Non-reproducible results during evaluation

octopusyo · October 30, 2017, 5:24pm

Hi,

I have trained a bidirectional GRU and during evaluation (when I load the weights from the checkpoint) I receive every time different results even though the input is exactly same and I run on cpu. Dropout is removed, eval mode is set. I checked everything as it seems, but I don’t know where to look already.

SpandanMadan · October 30, 2017, 6:35pm

One silly reason (which has happened to me) could be because of the transforms in your loader. If the loader has shuffle = True, or something like RandomHorizontalCrop() then the input to the network is changing every time you run your code, so naturally, the output changes slightly every time.

octopusyo · October 30, 2017, 7:36pm

Thx, but the input is not processed. I get different results running GRU over the same input each time I run the script

richard · October 30, 2017, 9:49pm

Not sure if this’ll help at all, but what happens when you manually set the rng seed to something like 0? http://pytorch.org/docs/master/torch.html#torch.manual_seed

octopusyo · October 30, 2017, 10:16pm

This should not matter for the evaluation, right?
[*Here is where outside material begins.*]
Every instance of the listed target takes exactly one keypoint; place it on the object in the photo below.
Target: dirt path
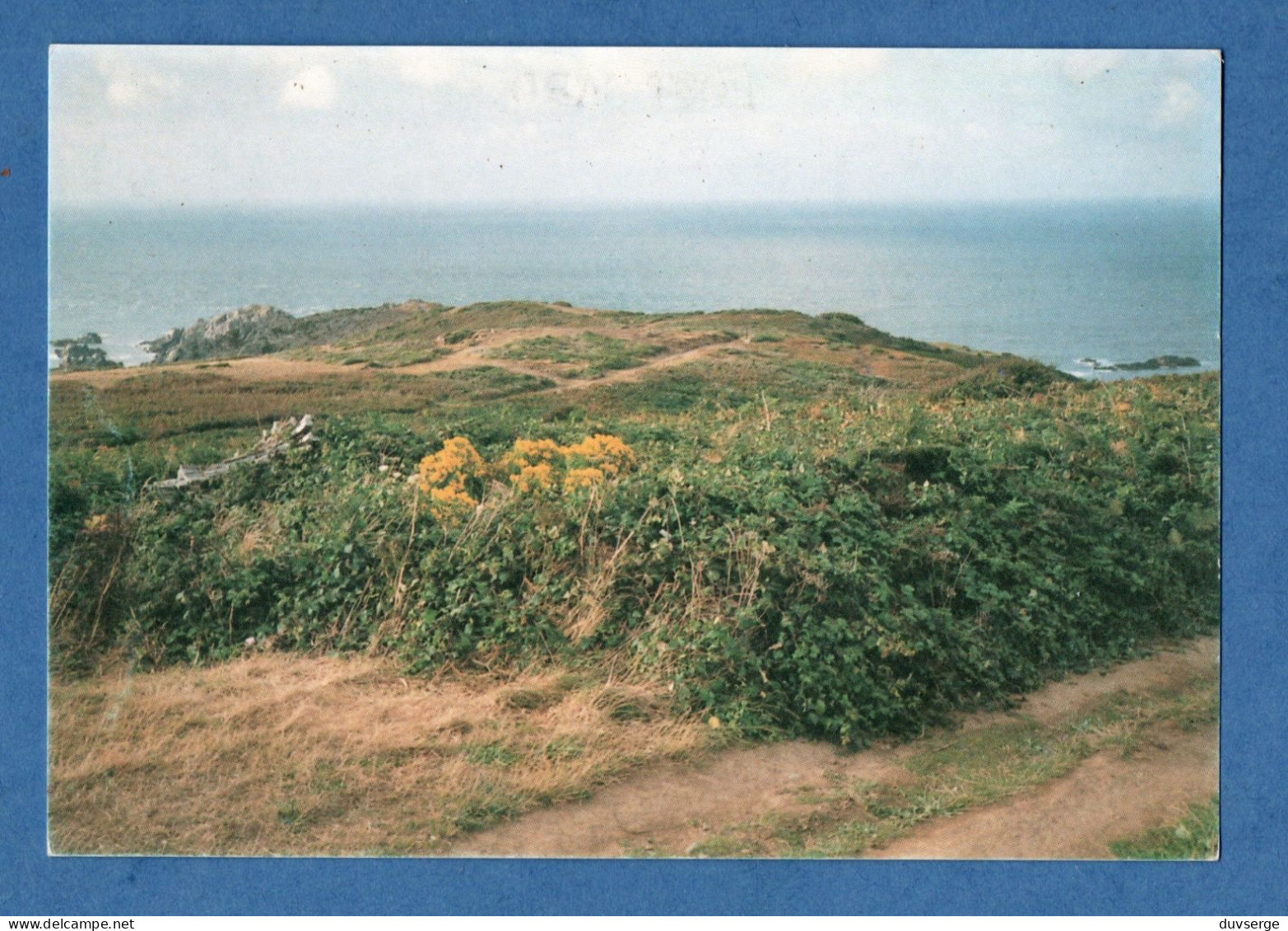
(1107, 798)
(672, 808)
Especially on cpu. As there is not randomness (dropout, cudnn )
Though I tried to fix numpy and torch random seeds and still there is a variation during GRU forward pass call.

SpandanMadan · October 31, 2017, 1:38am

By not preprocessed you mean you have no transforms at all?

ozancaglayan · October 31, 2017, 5:56pm

Can you post a minimally working example? Usage of dict at some point in your code may cause this kind of problem also.